Windows 8 Consumer Preview and the Romanian Language

In this blog entry I will present a few issues gathered in a short test drive of Windows 8 Consumer Preview. If you are not interested in these Romanian issues, please stop reading here :)

The fonts

In the blog entry named Windows 7 and the Romanian Language I've did a bit of nit picking regarding the font families found on Windows 7.

As it turns out, Microsoft didn't fix the font family problems in Windows 8 Consumer Preview. Bad.




The language shortened name

Windows 7 had the Romanian language shortened to "RO", which was perfectly fine. Windows 8 has the Romanian language shortened to "RUM". This came a bit of a shock even though I knew the German translation, namely "Rumänisch".


"RO" short name was standardized by ISO 639-1. "RUM" short name was standardized by ISO 639-2, standard which was based on the MARC Code List for Language of the Library of Congress. There is also a ISO 639-3 standard which has Romanian shortened to "RON", but that's not good either, since the Romanian currency is also shortened to "RON".

If you ask any Romanian how should (s)he shorten the name of the Romanian language (limba Română), (s)he will say "ROM". As it turns out, "ROM" is also present in the ISO 639-2 standard, it marks the shortened form of Romany language.

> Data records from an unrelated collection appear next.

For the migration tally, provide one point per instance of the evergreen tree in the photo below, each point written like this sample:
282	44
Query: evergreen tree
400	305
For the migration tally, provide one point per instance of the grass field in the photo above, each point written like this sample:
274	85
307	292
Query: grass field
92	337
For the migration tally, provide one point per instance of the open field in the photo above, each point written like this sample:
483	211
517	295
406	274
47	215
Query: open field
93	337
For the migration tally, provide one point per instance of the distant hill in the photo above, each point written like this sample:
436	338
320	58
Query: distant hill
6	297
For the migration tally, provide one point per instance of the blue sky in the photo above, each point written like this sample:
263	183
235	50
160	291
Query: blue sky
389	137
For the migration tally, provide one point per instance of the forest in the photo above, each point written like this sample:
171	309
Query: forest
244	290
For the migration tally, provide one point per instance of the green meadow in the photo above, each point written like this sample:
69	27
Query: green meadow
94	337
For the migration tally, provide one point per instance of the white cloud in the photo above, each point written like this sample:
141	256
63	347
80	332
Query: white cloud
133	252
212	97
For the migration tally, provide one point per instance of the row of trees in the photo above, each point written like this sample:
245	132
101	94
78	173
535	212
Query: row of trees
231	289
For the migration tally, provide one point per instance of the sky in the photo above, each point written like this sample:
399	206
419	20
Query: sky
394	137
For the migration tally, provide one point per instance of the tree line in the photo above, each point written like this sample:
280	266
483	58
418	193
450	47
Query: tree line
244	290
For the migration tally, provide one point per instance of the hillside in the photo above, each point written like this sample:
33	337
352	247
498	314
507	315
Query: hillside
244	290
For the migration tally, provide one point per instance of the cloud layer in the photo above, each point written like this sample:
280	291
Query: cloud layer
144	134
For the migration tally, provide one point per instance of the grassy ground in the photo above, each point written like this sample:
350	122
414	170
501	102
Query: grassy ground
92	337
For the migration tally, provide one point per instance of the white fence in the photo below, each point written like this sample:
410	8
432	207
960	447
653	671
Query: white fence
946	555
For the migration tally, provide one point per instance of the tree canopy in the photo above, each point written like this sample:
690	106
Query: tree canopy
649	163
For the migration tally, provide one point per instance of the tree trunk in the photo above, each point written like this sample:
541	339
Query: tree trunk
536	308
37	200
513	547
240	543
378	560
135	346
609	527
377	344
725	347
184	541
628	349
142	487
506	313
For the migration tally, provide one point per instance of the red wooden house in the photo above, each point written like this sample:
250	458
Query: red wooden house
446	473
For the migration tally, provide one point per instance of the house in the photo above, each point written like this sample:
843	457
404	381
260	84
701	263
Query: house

This is not Microsoft's fault, but I think "RON" is better than "RUM". Baddish.

Retro translations


If you ask anybody from Microsoft which characters (şţ cedilla or șț comma below) should be used in Romanian translations, they will point you to this web page and they will correctly say that the comma below characters are to be used. I've seen such a discussion between Nokia and Microsoft.

But then why is the bing page above translated with the old cedilla characters? I can think of two possibilities:
  1. They've outsourced the translation to a firm which uses the Windows Legacy Romanian keyboard layout (like since Windows 3.11)
  2. The usage of the old cedilla characters was intentional because of problems on some operating systems which have problems displaying the new comma below characters (Android prior to version 3, Windows XP with IE6, WebOS etc)
I wish Microsoft would remove the Legacy keyboard layout in Windows 8. How long will it be supported? At least please change the şţ cedilla characters with the șț comma below characters in the Legacy keyboard layout

The latter problem can be fixed by using a small piece of Javascript code to detect if  the width of "stST" string is the same as the width of the "șțȘȚ" string. If they are the same width then the browser can display the new comma below characters. If not, then it means that the browser is using a different font to substitute the characters, or it is using empty square characters, in which casejust replace the correct comma below characters with the more portable cedilla characters.

I've presented this Javascript detection technique in this blog entry (Romanian): Diacriticele și Internetul. The MIT licensed Javascript code is located here.

Retro translations? Bad

Maps


Besides the fact that the old cedilla ţ is being used in "Constanţa", there is nothing wrong with the page. This is good, it used to be wrongly rendered a month ago. Fixed rendering? Good.

Thank you Microsoft, please correct the map data so that you are using the correct comma below characters. Old characters? Bad


We'll see how Windows 8 RTM will look like in a couple of months.